The Church group, on the other hand, designed 10,000 shorter padlock probes to profile about 7,000 CpG sites in the Encyclopedia of DNA Elements pilot project region, and used them to study methylation in this area in B-lymphocytes, fibroblasts, and induced pluripotent stem cells from members of the Personal Genome Project. Like the other team, they also used Illumina's Genome Analyzer to sequence the captured DNA.
Both padlock probe methods are similar in principle, but with the Church group's method, the captured DNA can be sequenced directly without library construction. However, their probes are shorter, capturing fewer CpG sites than the probes used by Zhang's team.

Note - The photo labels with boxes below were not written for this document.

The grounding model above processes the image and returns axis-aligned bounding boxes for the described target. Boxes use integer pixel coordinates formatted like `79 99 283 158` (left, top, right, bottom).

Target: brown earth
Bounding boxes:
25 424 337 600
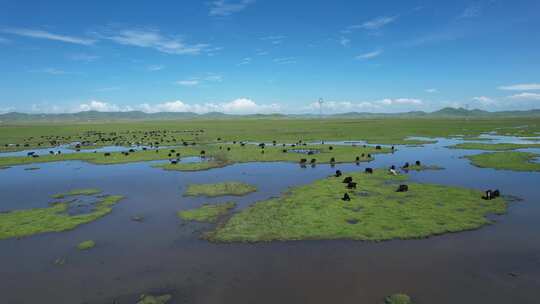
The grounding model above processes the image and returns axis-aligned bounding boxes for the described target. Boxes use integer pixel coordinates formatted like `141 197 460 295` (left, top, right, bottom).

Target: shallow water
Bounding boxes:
0 138 540 304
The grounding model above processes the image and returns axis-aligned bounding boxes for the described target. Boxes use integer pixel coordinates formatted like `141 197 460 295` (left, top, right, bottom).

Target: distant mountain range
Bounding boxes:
0 108 540 123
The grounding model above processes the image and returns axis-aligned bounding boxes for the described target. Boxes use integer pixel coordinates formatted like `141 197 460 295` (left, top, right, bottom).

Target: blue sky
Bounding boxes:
0 0 540 114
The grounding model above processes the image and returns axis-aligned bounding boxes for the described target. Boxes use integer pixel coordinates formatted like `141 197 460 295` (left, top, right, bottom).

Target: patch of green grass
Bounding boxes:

"The superior specificity of padlock probes is a key to its success when the genomic DNA is bisulfite-converted," making it less complex, Jin Billy Li, a postdoc in the Church lab and one of the lead authors of the study, said in an e-mail. The method "is particularly useful to profile cytosine methylation at selected CpG loci in numerous genes."
Counting the Cuts
Li's team's second method, methyl-sensitive cut counting, or MSCC, on the other hand, is a genome-wide approach. It uses the methylation-sensitive restriction enzyme HpaII, which cuts unmethylated CCGG sequences and generates a sequencing library of tag fragments from the cut sites.
Though the human genome contains 2.3 million HpaII sites, only about half of these are "sufficiently unique for use in profiling," and cover about 1.4 million CpG sites, according to the paper. The researchers profiled these sites in a single B-lymphocyte cell line from a PGP individual.
"The protocol is extremely simple, just like many other next-generation sequencing library-construction [protocols]," Li said. In addition, MSCC "is free of probe design and synthesis and bisulfite treatment."
He pointed out that both methods developed by his group "are relatively unbiased," which he said is important to identify differentially methylated regions or sites.
Both groups said they plan to commercialize their methods. Zhang said he and his colleagues are "in discussion with several companies" about commercializing their padlock probe method, and Li said that Harvard recently filed patents on both technologies described in their paper.
For their padlock-probe-based approaches, both groups used custom-made oligonucleotide libraries from programmable microarrays in their studies that Agilent Technologies provided to them as part of an early-access program it has maintained over the last two years.
But it is not yet clear whether Agilent plans to turn this application for its oligo libraries into a new product. "Our intent is to see the creative uses [researchers] devise for this tool," Fred Ernani, senior product manager for emerging genomics applications at Agilent, told In Sequence by e-mail. "While we don't always commercialize the technology described in the resulting papers, we are continually evaluating their potential to become products."
So far, Agilent has developed one commercial product that uses its custom oligo libraries: its SureSelect genomic target enrichment kit that launched earlier this year and is based on a method developed by the Broad Institute (see In Sequence 2/24/2009).